Looking fOr Myself…
And Discovering It
The past few years have been terrifying for me with regards as to how to make a living, feed my family and, in general, survive here in New Orleans.
Maybe you’ve heard, or more likely seen on the Internet, that journalism, particularly print journalism – the kind that’s not on the Internet, but in your actual hands – is a dying art.
Because of the Internet.
Weird when you think about it: It’s the only instance I know of where the messenger killed the message. It is like living inside of an Escher print, walking up a set of stairs only to find yourself in the basement. Or, more precisely, living inside of an Escher print that you saw on the Internet, not in actual print.
Damn you, Al Gore!
But thank God for New Orleans Magazine, my last steady refuge to practice the art that I’ve spent my entire adult life refining, honing and generally working real hard at to inform, entertain and, in the rarest of cases, enlighten. Because a hard lesson I learned over the past several years has been that I actually don’t possess any marketable skills other than writing.
This is a subject I addressed at great length in the December 2015 issue of this magazine, so I won’t delve deep into it here, but my curse is that my father – an educator by craft and passion – made sure I knew how to spell carburetor, but not what it does or how to fix one.
Hell, I don’t even know what a carburetor looks like.
And so I scramble along, trying to figure out how to stay alive, survive and maybe even thrive again one day. With an admittedly limited skill set.
Now, if New Orleans Magazine published every day – or heck, even every week – then maybe I could make a full time living out of writing again in this city. (Or if they paid me, oh, say, $4,000 or $5,000 for each monthly column, then everything would be peachy.)
But they don’t, obviously. (But I should obligingly note that, by today’s standards, this is actually a fair and abiding publication, dispensing a fair wage for fair hard work.) But it’s only once a month. And I need to buy groceries four times a month. And so I’ve tossed and turned and ranted and raved and wondered: What the hell am I going to do with my life?
As we all know, that’s a question better suited for a 20-year-old, maybe even a 30-year-old in our era of stunted maturity, but at age 55, it can be a hell of scary notion. And then, one day, I realized something. There IS another thing I know how to do!
How it evaded me for so long, I have no idea. Because it’s something my friends, family, colleagues, coworkers, bartenders, neighbors, grocery store cashiers, postal carriers and anyone else within my general vicinity can identify within minutes: I can talk. A lot. And for a long time.
And that’s how I recently became an officially licensed tour guide for the City of New Orleans, Safety and Permits department No. 16LTG-03867, expiration date: 05-13-2018. (This is kind of off point, but the photo on my ID is much better than the one on my driver’s license.)
And so I have a job. A real job. Sort of. An almost full time job – for the first time since I quit waiting tables back in November 2014.
And my job now is to talk. A lot. For a long time. And get paid for it.
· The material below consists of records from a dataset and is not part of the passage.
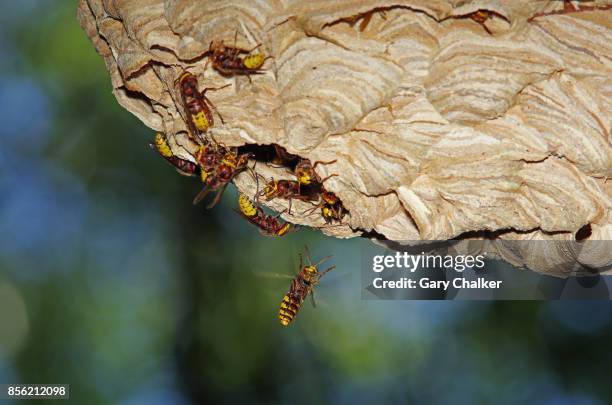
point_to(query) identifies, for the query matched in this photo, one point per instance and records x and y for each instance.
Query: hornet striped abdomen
(301, 286)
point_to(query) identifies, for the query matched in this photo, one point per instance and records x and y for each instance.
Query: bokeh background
(111, 281)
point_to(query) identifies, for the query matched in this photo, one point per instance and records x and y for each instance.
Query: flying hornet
(197, 106)
(268, 225)
(301, 287)
(184, 167)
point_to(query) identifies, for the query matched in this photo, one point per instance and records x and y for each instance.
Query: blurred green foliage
(112, 282)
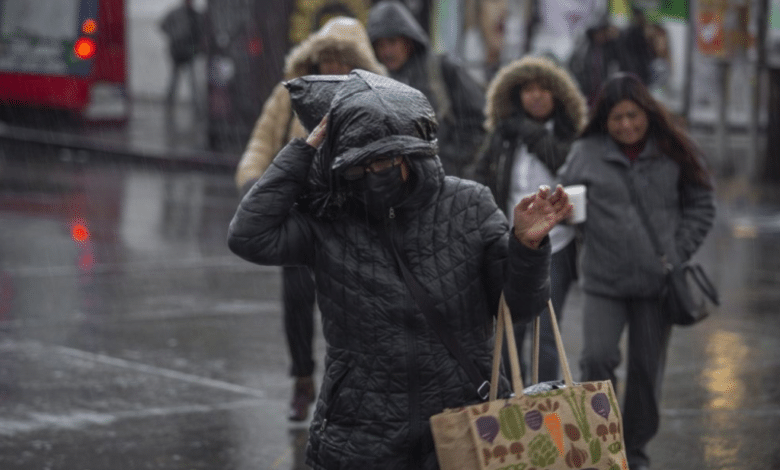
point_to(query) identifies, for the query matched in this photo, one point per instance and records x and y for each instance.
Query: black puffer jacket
(386, 372)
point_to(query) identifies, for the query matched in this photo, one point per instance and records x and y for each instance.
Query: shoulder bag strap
(438, 322)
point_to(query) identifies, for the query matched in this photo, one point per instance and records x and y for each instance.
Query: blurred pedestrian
(183, 26)
(534, 112)
(338, 47)
(632, 157)
(635, 51)
(402, 45)
(389, 206)
(595, 57)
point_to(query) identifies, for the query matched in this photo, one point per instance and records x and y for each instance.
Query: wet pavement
(131, 338)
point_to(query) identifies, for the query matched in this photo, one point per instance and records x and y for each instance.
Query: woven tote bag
(548, 426)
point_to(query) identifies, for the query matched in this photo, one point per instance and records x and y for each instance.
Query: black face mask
(381, 191)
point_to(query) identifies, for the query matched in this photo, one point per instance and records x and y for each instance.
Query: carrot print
(553, 424)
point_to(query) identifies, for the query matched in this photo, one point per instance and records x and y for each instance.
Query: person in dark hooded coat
(402, 45)
(365, 185)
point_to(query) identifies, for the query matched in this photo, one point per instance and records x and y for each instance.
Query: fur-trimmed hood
(346, 35)
(500, 103)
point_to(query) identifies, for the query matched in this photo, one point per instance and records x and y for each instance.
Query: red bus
(64, 55)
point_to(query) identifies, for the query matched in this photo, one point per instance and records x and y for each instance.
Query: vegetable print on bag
(552, 429)
(551, 426)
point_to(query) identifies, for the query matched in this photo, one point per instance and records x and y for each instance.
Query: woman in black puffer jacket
(376, 172)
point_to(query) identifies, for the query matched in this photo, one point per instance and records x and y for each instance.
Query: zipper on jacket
(415, 424)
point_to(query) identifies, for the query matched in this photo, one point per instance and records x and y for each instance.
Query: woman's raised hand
(537, 214)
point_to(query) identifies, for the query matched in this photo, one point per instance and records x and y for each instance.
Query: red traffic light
(84, 48)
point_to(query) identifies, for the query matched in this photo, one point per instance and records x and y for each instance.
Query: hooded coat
(277, 124)
(457, 99)
(386, 371)
(509, 127)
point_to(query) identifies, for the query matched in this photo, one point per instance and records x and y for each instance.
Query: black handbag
(688, 294)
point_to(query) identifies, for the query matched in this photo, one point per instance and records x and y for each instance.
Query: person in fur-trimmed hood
(340, 46)
(534, 112)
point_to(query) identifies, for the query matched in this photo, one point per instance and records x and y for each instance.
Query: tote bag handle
(504, 327)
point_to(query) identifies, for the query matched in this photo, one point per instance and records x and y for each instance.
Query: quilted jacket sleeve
(523, 273)
(266, 228)
(698, 215)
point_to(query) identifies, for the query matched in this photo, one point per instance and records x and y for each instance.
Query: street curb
(196, 158)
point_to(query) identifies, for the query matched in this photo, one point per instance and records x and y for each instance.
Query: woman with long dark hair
(633, 159)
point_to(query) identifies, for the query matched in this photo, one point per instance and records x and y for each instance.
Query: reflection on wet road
(131, 338)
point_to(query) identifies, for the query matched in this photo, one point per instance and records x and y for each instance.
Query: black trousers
(604, 319)
(298, 294)
(563, 272)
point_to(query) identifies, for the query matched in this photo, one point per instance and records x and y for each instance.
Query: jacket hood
(501, 103)
(347, 36)
(387, 19)
(369, 116)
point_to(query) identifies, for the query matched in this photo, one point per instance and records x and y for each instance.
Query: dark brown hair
(671, 139)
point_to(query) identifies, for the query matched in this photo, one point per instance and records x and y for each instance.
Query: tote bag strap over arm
(504, 327)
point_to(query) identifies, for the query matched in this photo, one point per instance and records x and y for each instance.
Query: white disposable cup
(578, 199)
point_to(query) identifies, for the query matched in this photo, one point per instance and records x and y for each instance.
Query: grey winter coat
(618, 258)
(386, 372)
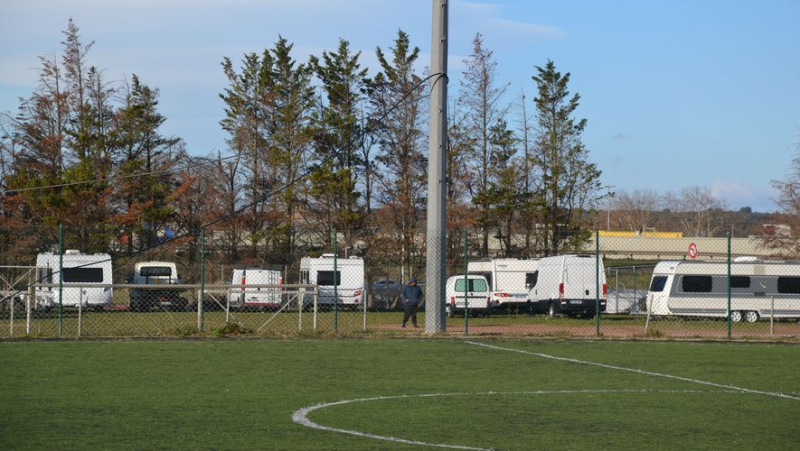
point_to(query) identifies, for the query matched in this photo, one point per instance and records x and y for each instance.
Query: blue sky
(676, 93)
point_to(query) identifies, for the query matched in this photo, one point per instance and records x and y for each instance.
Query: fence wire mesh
(610, 286)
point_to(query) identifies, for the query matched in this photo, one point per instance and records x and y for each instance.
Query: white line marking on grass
(301, 416)
(637, 371)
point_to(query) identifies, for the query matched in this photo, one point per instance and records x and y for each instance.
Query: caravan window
(790, 285)
(696, 284)
(326, 278)
(740, 282)
(658, 283)
(474, 285)
(530, 279)
(156, 271)
(44, 275)
(83, 275)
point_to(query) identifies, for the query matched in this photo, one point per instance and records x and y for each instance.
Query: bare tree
(636, 210)
(697, 210)
(481, 96)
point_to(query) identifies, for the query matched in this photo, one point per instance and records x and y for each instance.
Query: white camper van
(83, 269)
(509, 279)
(162, 274)
(568, 284)
(700, 289)
(242, 295)
(348, 279)
(472, 292)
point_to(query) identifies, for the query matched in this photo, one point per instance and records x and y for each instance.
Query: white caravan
(348, 279)
(569, 284)
(471, 291)
(77, 268)
(243, 294)
(700, 289)
(509, 279)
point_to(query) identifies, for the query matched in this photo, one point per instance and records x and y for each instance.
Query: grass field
(398, 394)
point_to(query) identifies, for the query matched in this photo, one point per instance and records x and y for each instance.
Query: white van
(78, 268)
(162, 274)
(569, 284)
(758, 289)
(510, 279)
(242, 295)
(471, 291)
(348, 280)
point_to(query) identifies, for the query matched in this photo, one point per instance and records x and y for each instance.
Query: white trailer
(85, 270)
(569, 284)
(248, 290)
(510, 279)
(758, 289)
(471, 292)
(348, 279)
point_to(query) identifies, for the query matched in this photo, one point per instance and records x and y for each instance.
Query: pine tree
(570, 181)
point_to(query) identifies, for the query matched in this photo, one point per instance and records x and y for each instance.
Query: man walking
(412, 297)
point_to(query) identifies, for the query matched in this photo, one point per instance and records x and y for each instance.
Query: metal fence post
(202, 280)
(772, 316)
(29, 309)
(597, 281)
(466, 285)
(60, 276)
(729, 285)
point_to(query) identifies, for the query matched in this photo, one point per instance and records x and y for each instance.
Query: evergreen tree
(570, 181)
(397, 116)
(333, 183)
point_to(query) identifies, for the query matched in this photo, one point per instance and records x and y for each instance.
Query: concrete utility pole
(437, 176)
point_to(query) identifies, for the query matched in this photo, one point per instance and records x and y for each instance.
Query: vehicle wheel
(751, 316)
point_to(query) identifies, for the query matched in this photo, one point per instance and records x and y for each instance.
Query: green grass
(241, 394)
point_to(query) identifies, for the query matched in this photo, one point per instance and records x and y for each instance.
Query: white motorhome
(348, 279)
(510, 279)
(243, 294)
(569, 284)
(77, 268)
(758, 288)
(471, 291)
(160, 274)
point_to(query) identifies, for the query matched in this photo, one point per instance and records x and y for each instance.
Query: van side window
(326, 278)
(696, 284)
(478, 285)
(740, 281)
(789, 285)
(155, 271)
(474, 285)
(658, 283)
(94, 275)
(531, 279)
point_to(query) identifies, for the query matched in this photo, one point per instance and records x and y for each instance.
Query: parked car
(386, 293)
(471, 291)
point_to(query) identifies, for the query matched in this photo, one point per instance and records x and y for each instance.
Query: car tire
(751, 316)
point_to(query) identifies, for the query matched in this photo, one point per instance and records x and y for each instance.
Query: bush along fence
(606, 286)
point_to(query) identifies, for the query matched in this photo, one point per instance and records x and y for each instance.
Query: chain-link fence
(610, 286)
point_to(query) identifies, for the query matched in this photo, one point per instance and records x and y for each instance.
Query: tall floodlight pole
(437, 176)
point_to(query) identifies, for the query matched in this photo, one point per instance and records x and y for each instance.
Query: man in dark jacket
(412, 297)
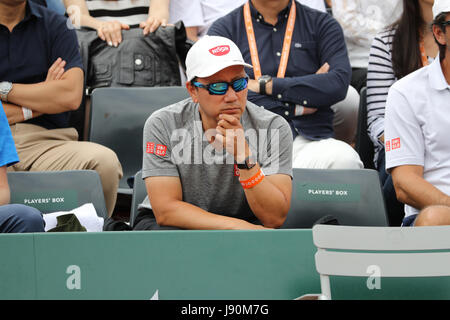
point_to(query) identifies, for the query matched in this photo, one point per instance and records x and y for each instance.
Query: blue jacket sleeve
(320, 90)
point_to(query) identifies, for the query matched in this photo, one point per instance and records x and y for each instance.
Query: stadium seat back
(51, 191)
(354, 197)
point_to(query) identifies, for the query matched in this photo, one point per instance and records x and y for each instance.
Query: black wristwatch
(263, 80)
(248, 163)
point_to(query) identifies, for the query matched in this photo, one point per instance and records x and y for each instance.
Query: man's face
(211, 106)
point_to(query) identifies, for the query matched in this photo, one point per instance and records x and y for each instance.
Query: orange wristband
(253, 181)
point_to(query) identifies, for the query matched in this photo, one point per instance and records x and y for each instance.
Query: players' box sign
(329, 192)
(48, 201)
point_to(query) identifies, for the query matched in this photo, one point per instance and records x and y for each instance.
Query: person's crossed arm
(60, 92)
(111, 31)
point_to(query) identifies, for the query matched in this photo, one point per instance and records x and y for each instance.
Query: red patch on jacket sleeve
(150, 147)
(161, 150)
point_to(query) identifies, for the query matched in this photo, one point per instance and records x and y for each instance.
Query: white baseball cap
(211, 54)
(440, 6)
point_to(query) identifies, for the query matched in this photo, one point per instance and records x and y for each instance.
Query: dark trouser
(359, 78)
(18, 218)
(395, 209)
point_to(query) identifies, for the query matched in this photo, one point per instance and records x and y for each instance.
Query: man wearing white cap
(416, 133)
(215, 160)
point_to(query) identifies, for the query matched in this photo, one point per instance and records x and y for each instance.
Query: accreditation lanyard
(423, 54)
(286, 43)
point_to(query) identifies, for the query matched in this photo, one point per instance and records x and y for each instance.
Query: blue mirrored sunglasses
(220, 88)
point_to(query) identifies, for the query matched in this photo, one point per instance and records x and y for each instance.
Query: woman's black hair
(439, 21)
(406, 56)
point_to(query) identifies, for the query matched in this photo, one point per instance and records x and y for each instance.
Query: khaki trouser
(41, 149)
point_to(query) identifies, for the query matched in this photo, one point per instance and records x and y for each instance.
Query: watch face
(5, 87)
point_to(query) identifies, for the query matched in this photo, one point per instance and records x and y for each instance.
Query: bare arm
(414, 190)
(79, 14)
(165, 195)
(50, 97)
(269, 200)
(158, 15)
(14, 113)
(109, 31)
(4, 187)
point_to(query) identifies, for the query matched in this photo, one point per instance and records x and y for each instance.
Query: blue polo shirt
(317, 38)
(30, 49)
(8, 153)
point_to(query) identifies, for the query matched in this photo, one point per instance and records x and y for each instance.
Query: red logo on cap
(220, 50)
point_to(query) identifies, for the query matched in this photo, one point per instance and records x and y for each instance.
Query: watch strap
(262, 86)
(247, 165)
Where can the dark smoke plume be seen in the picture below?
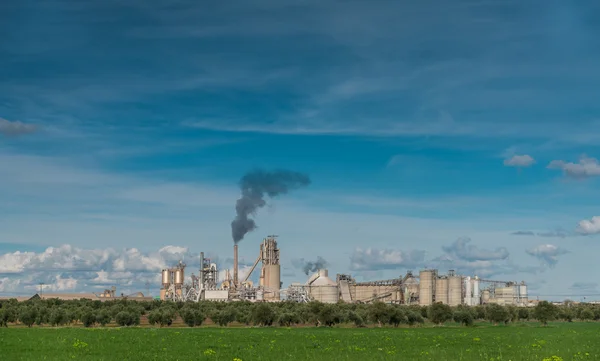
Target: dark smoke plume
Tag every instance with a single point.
(255, 186)
(320, 263)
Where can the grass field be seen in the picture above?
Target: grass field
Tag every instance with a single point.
(564, 341)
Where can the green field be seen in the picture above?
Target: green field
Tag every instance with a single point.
(564, 341)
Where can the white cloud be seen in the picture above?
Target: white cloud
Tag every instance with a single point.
(584, 286)
(468, 252)
(547, 253)
(589, 226)
(72, 268)
(15, 128)
(372, 259)
(585, 168)
(519, 161)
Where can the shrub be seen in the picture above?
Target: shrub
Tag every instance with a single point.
(413, 318)
(329, 315)
(496, 313)
(544, 312)
(58, 317)
(125, 318)
(288, 318)
(263, 315)
(439, 313)
(27, 316)
(192, 317)
(464, 317)
(397, 316)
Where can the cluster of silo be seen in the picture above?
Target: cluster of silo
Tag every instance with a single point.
(172, 281)
(454, 289)
(270, 275)
(510, 294)
(427, 286)
(322, 288)
(445, 289)
(472, 295)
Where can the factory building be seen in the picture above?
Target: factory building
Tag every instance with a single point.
(425, 289)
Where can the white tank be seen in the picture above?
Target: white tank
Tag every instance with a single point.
(468, 292)
(441, 290)
(476, 295)
(165, 277)
(322, 288)
(272, 281)
(426, 284)
(523, 293)
(454, 290)
(179, 276)
(485, 298)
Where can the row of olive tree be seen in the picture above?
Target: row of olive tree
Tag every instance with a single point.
(161, 313)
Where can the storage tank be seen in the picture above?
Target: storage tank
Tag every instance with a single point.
(454, 290)
(476, 295)
(468, 291)
(523, 293)
(323, 289)
(485, 296)
(426, 287)
(166, 280)
(441, 290)
(272, 281)
(179, 276)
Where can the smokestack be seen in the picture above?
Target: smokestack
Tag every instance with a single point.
(235, 266)
(257, 185)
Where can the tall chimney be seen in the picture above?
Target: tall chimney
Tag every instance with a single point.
(235, 266)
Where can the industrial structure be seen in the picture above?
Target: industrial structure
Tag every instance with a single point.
(425, 289)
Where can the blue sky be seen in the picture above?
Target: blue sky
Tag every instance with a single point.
(128, 126)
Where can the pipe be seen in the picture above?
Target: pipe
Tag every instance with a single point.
(253, 267)
(235, 265)
(201, 285)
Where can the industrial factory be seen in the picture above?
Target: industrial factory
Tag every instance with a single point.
(424, 289)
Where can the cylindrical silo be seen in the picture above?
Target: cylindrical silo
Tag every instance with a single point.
(523, 293)
(165, 278)
(426, 285)
(454, 290)
(179, 276)
(468, 291)
(272, 281)
(476, 294)
(322, 288)
(441, 290)
(485, 296)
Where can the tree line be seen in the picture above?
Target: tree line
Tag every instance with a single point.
(90, 313)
And that’s either the most astounding or absurd notion I’ve ever known, or perhaps both.
Why didn’t somebody tell me about this years ago?
At press time, I have literally just begun this new venture, this new … calling. I have no idea if I’ll be any good at it or if I can actually make a good living at it, but I do know this: I’ll bet by next month I’ll have a lot of interesting stories to tell about this most intriguing – and ubiquitous – New Orleans occupation.
And here’s the cool thing about that: I’ll get to write it. Right here in this magazine. Writing for a living about talking for a living.
Life can truly be a wonder to behold.